Звездочеты (Марченко) - страница 59

Даже сейчас, когда погас фонарик, Петя окончательно убедился, что перед ним стоит именно Арсений Витальевич Зимоглядов, его отчим, который вот уже больше пяти лет считался погибшим. Зимоглядов стоял спиной к луне, вокруг его головы, словно венец, струился тихий синеватый свет, и он походил сейчас на святого с иконы.

— Жив? Но мы же с мамой получили письмо… — Петя пытался встать, но снова сел, почти упал на твердую ступеньку — ноги его не держали.

— Жив, ты же сам видишь, что жив, — все так же мягко, даже ласково прервал его Зимоглядов, и Петя ощутил в его словах с трудом скрываемое раздражение. — Жив, но зачем же об этом оповещать весь мир? Скупые мужские объятья дороже самых бурных, но истеричных воплей. Обнимемся, Петяня?

Петя не успел ответить. Зимоглядов по-медвежьи облапил его, и он почувствовал, как похолодевшие щеки обожгло горячей щетиной давно не бритого, ставшего совсем чужим лица отчима. Петя с трудом высвободился из объятий, сознавая, что с нежданным появлением отчима вся его жизнь примет какое-то новое, неведомое еще течение.

— Так пойдем в комнату, Арсений Витальевич. — Петя так и называл его прежде — по имени-отчеству и на «ты», несмотря на отчаянные усилия матери сблизить их. — Что же это мы…

— Не спеши, Петяня! Посидим здесь, ночь восхитительная, в такую ночь серенады петь. — Зимоглядов тяжело, грузно опустился на крыльцо, и Петя, сдвинувшись на самый краешек ступеньки, ощутил себя рядом с ним совсем заморышем. — Не спеши! Знаю, помню твою доброту, сердце твое жалостливое. Всегда, бывало, я опасался: с таким сердцем ох как нелегко на свете жить — на всех разве жалости напасешься! А все ж таки такое сердце не ценить — грех.

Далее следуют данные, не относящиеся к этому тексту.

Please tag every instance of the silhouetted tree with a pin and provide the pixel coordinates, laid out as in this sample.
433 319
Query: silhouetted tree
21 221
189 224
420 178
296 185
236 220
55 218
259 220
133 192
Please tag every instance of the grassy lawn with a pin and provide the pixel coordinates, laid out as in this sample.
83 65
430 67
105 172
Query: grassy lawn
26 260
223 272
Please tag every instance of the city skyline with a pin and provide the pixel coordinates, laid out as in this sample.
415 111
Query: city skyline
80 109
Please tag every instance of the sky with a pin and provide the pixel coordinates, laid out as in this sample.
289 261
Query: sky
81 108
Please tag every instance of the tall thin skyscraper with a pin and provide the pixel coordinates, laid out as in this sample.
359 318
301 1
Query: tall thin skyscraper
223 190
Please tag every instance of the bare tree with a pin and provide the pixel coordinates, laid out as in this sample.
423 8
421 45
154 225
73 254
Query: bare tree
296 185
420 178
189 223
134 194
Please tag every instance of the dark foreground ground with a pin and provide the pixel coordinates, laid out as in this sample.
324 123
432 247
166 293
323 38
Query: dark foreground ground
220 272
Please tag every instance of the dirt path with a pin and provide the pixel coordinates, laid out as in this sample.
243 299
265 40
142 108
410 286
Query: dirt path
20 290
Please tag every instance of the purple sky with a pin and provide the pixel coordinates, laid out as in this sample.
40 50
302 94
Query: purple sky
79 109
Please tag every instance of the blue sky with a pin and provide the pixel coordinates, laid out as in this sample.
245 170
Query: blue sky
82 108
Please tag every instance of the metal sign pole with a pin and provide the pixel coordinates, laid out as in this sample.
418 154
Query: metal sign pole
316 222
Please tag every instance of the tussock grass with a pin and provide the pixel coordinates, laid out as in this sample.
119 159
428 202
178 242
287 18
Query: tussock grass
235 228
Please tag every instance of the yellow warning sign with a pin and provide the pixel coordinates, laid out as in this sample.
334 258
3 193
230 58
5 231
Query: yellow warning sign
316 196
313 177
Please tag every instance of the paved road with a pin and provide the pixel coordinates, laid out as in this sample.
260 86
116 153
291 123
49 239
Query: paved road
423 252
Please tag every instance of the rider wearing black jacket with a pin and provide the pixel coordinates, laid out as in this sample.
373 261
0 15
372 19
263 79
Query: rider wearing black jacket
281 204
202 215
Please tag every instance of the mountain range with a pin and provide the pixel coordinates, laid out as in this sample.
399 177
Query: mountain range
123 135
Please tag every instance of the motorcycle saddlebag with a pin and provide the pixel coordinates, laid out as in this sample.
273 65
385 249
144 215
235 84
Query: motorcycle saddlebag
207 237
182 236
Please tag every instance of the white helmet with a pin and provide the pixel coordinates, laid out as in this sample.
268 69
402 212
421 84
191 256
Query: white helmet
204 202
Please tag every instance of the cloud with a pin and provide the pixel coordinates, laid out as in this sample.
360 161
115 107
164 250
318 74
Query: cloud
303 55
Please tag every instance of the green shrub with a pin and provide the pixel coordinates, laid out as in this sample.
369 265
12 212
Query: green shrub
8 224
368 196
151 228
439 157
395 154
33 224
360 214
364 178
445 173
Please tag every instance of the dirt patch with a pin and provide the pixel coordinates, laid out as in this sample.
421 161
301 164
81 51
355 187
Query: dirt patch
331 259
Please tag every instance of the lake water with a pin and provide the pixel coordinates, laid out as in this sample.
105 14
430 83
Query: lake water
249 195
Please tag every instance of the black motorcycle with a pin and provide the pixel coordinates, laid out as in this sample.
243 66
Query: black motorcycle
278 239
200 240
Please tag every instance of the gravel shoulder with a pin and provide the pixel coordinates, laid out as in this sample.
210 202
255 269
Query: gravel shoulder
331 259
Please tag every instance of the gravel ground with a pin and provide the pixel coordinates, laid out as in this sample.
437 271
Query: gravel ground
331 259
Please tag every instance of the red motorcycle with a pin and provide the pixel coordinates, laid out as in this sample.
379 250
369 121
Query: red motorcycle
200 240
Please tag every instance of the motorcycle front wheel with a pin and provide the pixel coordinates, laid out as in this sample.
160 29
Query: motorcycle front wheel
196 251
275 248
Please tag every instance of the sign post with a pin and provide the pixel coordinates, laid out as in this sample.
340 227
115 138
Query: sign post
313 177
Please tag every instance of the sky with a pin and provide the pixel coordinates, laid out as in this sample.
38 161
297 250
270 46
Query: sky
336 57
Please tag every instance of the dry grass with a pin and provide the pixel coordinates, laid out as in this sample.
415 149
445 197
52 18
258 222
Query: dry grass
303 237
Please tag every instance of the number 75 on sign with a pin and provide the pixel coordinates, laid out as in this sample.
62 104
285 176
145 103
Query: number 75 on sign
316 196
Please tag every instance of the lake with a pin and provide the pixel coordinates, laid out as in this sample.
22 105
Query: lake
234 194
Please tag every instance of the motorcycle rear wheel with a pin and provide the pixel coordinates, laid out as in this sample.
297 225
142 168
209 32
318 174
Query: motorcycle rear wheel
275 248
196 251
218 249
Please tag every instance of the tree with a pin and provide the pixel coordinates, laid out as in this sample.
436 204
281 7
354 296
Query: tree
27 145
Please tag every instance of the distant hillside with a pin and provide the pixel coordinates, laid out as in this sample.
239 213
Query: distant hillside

Петя, успокаиваясь, успел отметить удивительное свойство в речи отчима — прежде он никогда так разительно отчетливо не смешивал высокопарные, книжные фразы с простонародными словечками и оборотами.

— Я ведь чуть не с утра тебя дожидаюсь, — между тем продолжал Зимоглядов. — Хотел нагрянуть, да чую — гостям твоим помехой буду. И потом, тебя в изумление при всех приводить, в краску вгонять — разве я мог себе такое позволить? Дорогих гостей своей персоной с нужных разговоров отвлекать? Я же все понимаю, все, ты меня, Петя, не переубеждай.

Петя молчал, изредка пытаясь заговорить, но это ему не удавалось — отчим не умолкал, голос его звучал глуховато, будто издалека, но каждое слово было накалено, как камень, побывавший в огне.

— Я уж тебе сразу все расскажу, не люблю на вопросы отвечать. Когда тебя допытывают — вроде на допросе сидишь. А ты послушай меня, Петяня, и все поймешь, я твою понятливость всем в пример ставил, хоть и не родной ты мне сын.